1Mayo Clinic, Phoenix, AZ, USA, 2Mayo Clinic, Rochester, MN, USA.

OBJECTIVES:
Inferior vena cava (IVC) filter placement is not without risk. It has been associated with puncture site bleeding, venous thrombosis as well as filter migration and perforation. The objective of this study was to assess our experience with open operative explantation of IVC filters.
METHODS:
After IRB approval, patients were identified from case logs that had transabdominal IVC filter removal between 1994 and 2013. Patient demographics, thromboembolic risk profile, clinical history, operative indication and outcomes were recorded for each case.
RESULTS:
Eighteen patients (male=9, mean age=49.6 years) were identified. IVC filters (permanent=4, retrievable=8, unknown=6) were deployed for a combination of significant thromboembolic events (n=16), post-trauma (n=3) or after failure of anticoagulation therapy (n=2). Ten patients had retrievable filters that were not removed percutaneously due to filter strut perforation into surrounding pericaval tissue (Figure 1). Seven patients subsequently presented with abdominal/back pain, hematuria or sepsis. Midline laparotomy was utilized for explantation in eleven patients during oncological resections. A subcostal incision (n=5) was used for planned explantation alone. One patient had robotic-assisted laparoscopic removal and another had an open transjugular removal. Caval venotomy was primarily closed (n=15) or patched with bovine pericardium (n=2).

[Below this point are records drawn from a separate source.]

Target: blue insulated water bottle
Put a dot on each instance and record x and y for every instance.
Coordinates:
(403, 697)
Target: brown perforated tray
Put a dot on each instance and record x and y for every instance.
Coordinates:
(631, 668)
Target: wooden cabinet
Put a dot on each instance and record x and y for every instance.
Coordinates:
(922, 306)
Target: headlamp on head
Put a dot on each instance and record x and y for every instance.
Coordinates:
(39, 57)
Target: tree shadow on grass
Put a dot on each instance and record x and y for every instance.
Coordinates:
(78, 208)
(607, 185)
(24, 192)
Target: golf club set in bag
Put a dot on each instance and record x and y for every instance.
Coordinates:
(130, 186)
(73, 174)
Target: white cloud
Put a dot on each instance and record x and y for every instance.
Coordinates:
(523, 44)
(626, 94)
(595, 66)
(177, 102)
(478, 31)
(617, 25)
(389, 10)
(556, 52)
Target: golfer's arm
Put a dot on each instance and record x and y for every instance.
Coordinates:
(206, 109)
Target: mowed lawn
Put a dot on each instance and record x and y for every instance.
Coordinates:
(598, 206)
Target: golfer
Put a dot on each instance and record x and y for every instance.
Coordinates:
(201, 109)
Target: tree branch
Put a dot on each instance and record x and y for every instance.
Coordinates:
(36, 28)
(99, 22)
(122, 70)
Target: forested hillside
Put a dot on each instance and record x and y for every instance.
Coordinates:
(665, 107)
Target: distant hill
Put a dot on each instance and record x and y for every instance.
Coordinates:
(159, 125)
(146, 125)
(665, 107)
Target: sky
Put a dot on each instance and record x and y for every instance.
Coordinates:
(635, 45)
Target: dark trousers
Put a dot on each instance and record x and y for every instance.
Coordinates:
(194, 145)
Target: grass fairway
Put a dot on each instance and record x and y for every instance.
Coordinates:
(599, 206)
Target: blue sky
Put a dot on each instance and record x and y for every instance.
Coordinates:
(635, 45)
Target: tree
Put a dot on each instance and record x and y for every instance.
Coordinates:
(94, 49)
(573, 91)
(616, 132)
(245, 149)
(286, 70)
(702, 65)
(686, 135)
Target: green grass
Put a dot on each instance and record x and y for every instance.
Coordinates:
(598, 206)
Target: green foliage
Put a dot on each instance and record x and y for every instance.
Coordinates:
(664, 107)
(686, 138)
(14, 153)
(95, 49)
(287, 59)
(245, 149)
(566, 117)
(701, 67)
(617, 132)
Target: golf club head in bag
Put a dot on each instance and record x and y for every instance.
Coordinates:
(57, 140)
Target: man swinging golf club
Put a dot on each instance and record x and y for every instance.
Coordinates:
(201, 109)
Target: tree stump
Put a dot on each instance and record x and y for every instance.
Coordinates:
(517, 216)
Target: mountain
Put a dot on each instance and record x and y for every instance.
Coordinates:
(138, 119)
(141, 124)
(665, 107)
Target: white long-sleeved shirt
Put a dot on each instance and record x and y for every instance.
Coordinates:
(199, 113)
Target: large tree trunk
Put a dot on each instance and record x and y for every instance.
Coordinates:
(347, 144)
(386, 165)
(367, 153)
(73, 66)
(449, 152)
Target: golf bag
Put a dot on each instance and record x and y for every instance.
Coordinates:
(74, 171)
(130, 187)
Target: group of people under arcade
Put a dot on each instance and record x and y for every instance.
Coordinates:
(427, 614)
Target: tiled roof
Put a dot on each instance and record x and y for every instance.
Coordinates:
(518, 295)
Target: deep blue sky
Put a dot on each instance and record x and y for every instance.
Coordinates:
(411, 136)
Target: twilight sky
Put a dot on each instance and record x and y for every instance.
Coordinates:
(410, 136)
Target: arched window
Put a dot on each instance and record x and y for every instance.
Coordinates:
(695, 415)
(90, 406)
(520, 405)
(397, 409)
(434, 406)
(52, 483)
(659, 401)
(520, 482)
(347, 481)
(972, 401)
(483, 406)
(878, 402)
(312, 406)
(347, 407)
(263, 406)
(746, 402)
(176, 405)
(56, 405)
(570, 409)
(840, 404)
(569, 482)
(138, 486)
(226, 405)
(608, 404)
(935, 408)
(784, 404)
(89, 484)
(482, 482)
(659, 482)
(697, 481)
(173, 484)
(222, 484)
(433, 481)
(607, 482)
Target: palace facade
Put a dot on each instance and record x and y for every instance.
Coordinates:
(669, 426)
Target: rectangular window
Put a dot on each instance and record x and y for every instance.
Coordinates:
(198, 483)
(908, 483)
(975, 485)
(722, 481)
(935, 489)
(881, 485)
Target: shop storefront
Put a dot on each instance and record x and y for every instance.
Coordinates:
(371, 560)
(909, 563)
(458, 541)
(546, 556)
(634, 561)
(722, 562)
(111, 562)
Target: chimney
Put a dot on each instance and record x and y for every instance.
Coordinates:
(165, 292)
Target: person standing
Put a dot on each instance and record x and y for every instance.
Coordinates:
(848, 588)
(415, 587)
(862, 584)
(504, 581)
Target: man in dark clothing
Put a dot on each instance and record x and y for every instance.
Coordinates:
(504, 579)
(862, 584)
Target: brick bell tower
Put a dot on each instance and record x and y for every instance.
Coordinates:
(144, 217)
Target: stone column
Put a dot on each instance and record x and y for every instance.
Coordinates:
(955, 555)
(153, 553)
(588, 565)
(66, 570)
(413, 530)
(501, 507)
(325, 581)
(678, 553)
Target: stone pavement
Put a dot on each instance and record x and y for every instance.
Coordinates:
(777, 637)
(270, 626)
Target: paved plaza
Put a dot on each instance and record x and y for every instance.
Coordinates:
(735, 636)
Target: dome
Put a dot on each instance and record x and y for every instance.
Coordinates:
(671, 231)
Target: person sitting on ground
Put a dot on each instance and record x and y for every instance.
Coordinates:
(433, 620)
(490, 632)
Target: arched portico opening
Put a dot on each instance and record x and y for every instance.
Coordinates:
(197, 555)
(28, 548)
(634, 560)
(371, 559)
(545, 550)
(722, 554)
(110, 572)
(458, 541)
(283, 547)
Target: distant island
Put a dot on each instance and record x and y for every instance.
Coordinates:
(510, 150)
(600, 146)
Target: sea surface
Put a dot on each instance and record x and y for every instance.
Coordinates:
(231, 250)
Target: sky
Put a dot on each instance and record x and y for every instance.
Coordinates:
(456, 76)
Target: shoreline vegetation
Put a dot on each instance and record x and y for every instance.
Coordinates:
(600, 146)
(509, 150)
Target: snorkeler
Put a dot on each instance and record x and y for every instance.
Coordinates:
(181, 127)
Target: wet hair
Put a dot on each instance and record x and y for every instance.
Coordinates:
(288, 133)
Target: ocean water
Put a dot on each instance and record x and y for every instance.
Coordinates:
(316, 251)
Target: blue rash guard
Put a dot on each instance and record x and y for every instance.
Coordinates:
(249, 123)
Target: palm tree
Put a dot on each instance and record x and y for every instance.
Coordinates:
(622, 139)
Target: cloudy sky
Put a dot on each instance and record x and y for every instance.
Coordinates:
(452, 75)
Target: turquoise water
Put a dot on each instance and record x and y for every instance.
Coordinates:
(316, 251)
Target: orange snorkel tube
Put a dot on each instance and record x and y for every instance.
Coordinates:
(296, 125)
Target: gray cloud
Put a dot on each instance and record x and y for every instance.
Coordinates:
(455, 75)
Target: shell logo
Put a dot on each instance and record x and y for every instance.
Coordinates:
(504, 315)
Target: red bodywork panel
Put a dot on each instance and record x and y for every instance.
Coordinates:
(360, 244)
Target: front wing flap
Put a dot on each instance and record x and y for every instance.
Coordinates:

No complications attributed to filter removal were identified in the post-operative period. One patient died from advanced malignancy and the other seventeen patients remain well (mean follow-up 618 days).
CONCLUSIONS:
Filter strut caval perforation remains the most significant indication for transabdominal removal. Filter removal is often considered incidentally during oncological resection. Although operative explantation still remains infrequent, our series suggests that it may be performed safely without significant post-operative complications.